Why Enterprise AI Agents Need a New Governance Layer
An AI governance platform for enterprise AI agents is a dedicated layer of infrastructure that monitors, evaluates, and records how autonomous or semi-autonomous AI systems make and execute decisions across business workflows, creating an AI decision audit trail that supports accountability, compliance, and continuous improvement at scale. As companies move from isolated pilots to distributed agentic enterprise infrastructure, they are discovering a gap between deployment speed and risk controls. Agents are being wired into customer service, operations, and knowledge workflows, but traditional monitoring and logging tools were built for deterministic software, not probabilistic AI behaviors. The result is fragmented oversight, limited explainability, and growing concern from legal, compliance, and operations leaders who must answer how AI influenced a given outcome weeks or months after the fact. New platforms are emerging to fill this gap with systems of record tailored to AI.

Relanto’s R-LiveMeasure Targets Governance for Digital Workforces
Relanto’s R-LiveMeasure is positioned as an AI governance platform built from the ground up to manage enterprise AI agents operating as a digital workforce. Developed in Relanto’s AI-First Lab, the system is designed to run inside an organization’s own environment and to act as the system of record for AI operations. It captures every interaction, decision, tool invocation, workflow execution, agent handoff, and human intervention into a single, auditable record, giving operations and risk teams detailed visibility into how agents behave. According to Relanto, R-LiveMeasure addresses the need to “scale AI agents with visibility, accountability, and control” across business‑critical functions. The platform emphasizes end‑to‑end observability, context‑aware evaluation against business rules and policies, and structured support for human‑in‑the‑loop supervision so enterprises can monitor, compare, and improve agent performance over time rather than treating each deployment as a black box.

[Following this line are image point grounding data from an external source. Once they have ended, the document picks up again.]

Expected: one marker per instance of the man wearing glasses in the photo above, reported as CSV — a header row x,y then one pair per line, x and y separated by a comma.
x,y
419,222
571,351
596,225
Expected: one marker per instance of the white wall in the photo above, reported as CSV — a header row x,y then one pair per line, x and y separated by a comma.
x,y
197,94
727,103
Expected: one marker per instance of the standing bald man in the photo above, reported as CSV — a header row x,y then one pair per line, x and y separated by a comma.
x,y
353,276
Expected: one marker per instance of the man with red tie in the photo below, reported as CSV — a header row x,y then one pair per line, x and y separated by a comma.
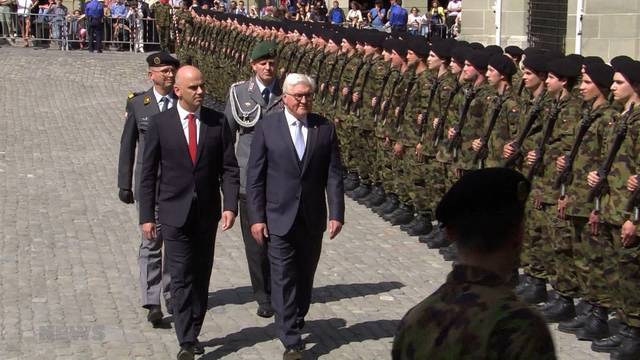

Obligra’s Verify Builds an AI Decision Audit Trail
Where R-LiveMeasure focuses on governing digital workforces, Obligra’s Verify concentrates on the AI decision audit trail inside operational workflows. Verify is described as a dedicated recordkeeping layer rather than another AI model monitor, aimed at workflows such as customer service, claims handling, healthcare operations, financial decision support, and fraud review. When an AI‑assisted decision later comes under scrutiny, teams often cannot reconstruct what data was used, what the model produced, and what context shaped the outcome. Verify is designed to solve this by capturing prompts, responses, workflow context, timestamps, operational metadata, retrieval identifiers, environment details, and supporting evidence for every AI‑assisted decision. Obligra highlights that standard application logs usually “only indicate that an event took place” and rarely store the full decision context needed for explanation, verification, or formal audit, which is what regulators and internal assurance teams are starting to ask for.

Inside the Agentic Enterprise: From Knowledge Codification to Control
Alongside these platforms, the rise of the agentic enterprise is changing how work is organized. In this model, companies codify data, know‑how, and playbooks into shared agentic enterprise infrastructure so both employees and AI agents can access and act on it. Anaïs Ghelfi, VP of Platform and Agentic Systems at Malt, describes her mission as building “the agentic infrastructure that turns the company into one where data, know‑how, and playbooks are codified and accessible to every employee and every agent.” In practical terms, workflows that once depended on tacit knowledge stored in people’s heads are exposed through tools and APIs, then delegated to agents that can execute tasks end‑to‑end. This shift demands governance tools that can see across agent chains, handoffs, and human interventions, ensuring that distributed decision‑making remains transparent, reviewable, and aligned with business rules.
Closing the Gap Between AI Scale and Enterprise Risk Management
Taken together, these platforms mark the start of a governance stack for enterprise AI agents. R-LiveMeasure provides end‑to‑end observability and performance evaluation for AI workforces, while Verify creates durable records of AI‑assisted decisions for later review. Agentic enterprise leaders are meanwhile pushing for infrastructure that makes organizational knowledge accessible to both humans and agents, but also usable within governance workflows. The common thread is recognition that AI deployments are outpacing traditional control frameworks. Risk, legal, and operations teams need more than model metrics; they require clear answers to who or what acted, under which policies, with what information, and at what time. By supplying that detail as a first‑class system of record, this new generation of AI governance platforms reduces operational risk, supports compliance, and makes it safer to scale agent‑driven automation across critical business functions.